Schon nach neun Minuten war der FSV in Führung gegangen. Ausgangspunkt war eine Flanke von Anton Stach von rechts. Ludovic Ajorques Schuss prallte von Willi Orban ab, doch auf der linken Seite beförderte Anthony Caci den Ball erneut ins Zentrum, Leandro Barreiro kam frei zum Abschluss. Blaswich parierte stark, war jedoch machtlos gegen den Abstauber des nachsetzenden Marcus Ingvartsen. Bevor Timo Werner den Ausgleich auf dem Fuß hatte, aber an einer überragenden Reaktion Robin Zentners scheiterte, hätte der FSV schon zweimal erhöhen können. Erst scheiterte Ingvartsen nach Ajorque-Zuspiel an RB-Keeper Blaswich, dann traf Barreiro per Kopf nach Stach-Flanke nur die Latte. Barreiro leitete später aber mit einem Ballgewinn im Mittelfeld sowie einem Zuspiel auf Stach das 2:0 ein, das Ajorque technisch perfekt erzielte. "So ein Tor habe ich noch nicht gemacht. Das war aber die einzige Möglichkeit für mich, in der Situation ein Tor zu erzielen, indem ich den Ball mit rechts ein bisschen angechippt habe", sagte der lange Stürmer später. "Er ist einfach ein Qualitätsspieler", erklärte Svensson. "Er schafft es, auch seine Mitspieler besser zu machen. Das sieht man. Auch wenn er nicht immer selbst glänzt, sieht man, dass er in der Lage ist, seinen Mitspielern Räume zu schaffen. Dazu kommt, dass er ein richtig geiler Typ ist. Das passt."

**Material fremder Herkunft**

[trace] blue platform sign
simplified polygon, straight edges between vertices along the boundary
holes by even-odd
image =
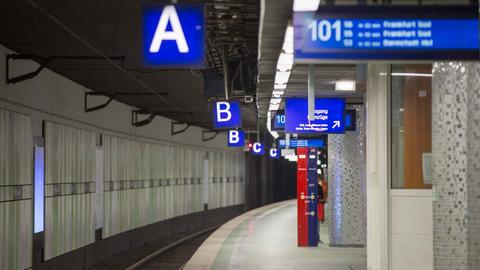
[[[213,126],[216,129],[242,126],[239,101],[217,101],[213,109]]]
[[[478,6],[322,6],[293,24],[297,63],[480,60]]]
[[[254,142],[251,152],[253,155],[263,156],[265,155],[265,145],[261,142]]]
[[[345,99],[316,98],[315,120],[308,120],[308,100],[287,98],[285,132],[299,134],[345,133]]]
[[[270,150],[268,151],[268,154],[272,159],[280,158],[280,152],[278,151],[277,148],[270,148]]]
[[[143,60],[152,68],[204,68],[204,6],[144,5]]]
[[[277,111],[272,119],[272,130],[283,131],[285,130],[285,112]]]
[[[245,146],[245,131],[243,131],[243,130],[229,130],[228,131],[228,146],[229,147],[244,147]]]
[[[287,146],[286,140],[278,140],[278,147],[286,148],[286,146]],[[297,148],[297,147],[324,148],[325,141],[322,139],[290,140],[289,141],[288,148]]]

Die Gäste setzten sogar noch einen drauf. Barreiro setzte Caci ein, der Franzose passte vor den Strafraum, von wo Dominik Kohr den Ball in der unteren rechten Ecke des RB-Leipziger Tores versenkte.
Sichtbare Entwicklung
40 Punkte acht Spieltage vor dem Saisonende, "da ist der Liga-Erhalt betoniert", sagte der 05-Sportdirektor. "Natürlich jedoch mit dem Anspruch, da bleiben zu wollen, wo wir sind und uns da festzukrallen. Die Mannschaft zeigt in dieser Rückrunde ständig selbst, wo sie hinwill. Man muss das gar nicht formulieren, sie will sich stetig verbessern. Sieben Spiele in Folge ohne Niederlage, das ist schon großartig für Mainz 05 und eine Riesengeschichte für uns", so Schmidt. "Das Team hat den Ehrgeiz, sich immer wieder verbessern zu wollen. Die Mannschaft nimmt eine Entwicklung. So etwas ist meistens auf die Trainerarbeit zurückzuführen. Deshalb ein Riesenkompliment an Bo. Was die Mannschaft sich während der Woche erarbeitet und dann Woche für Woche auf dem Platz zeigt, ist beeindruckend. Ich glaube, dass das ein guter Weg ist."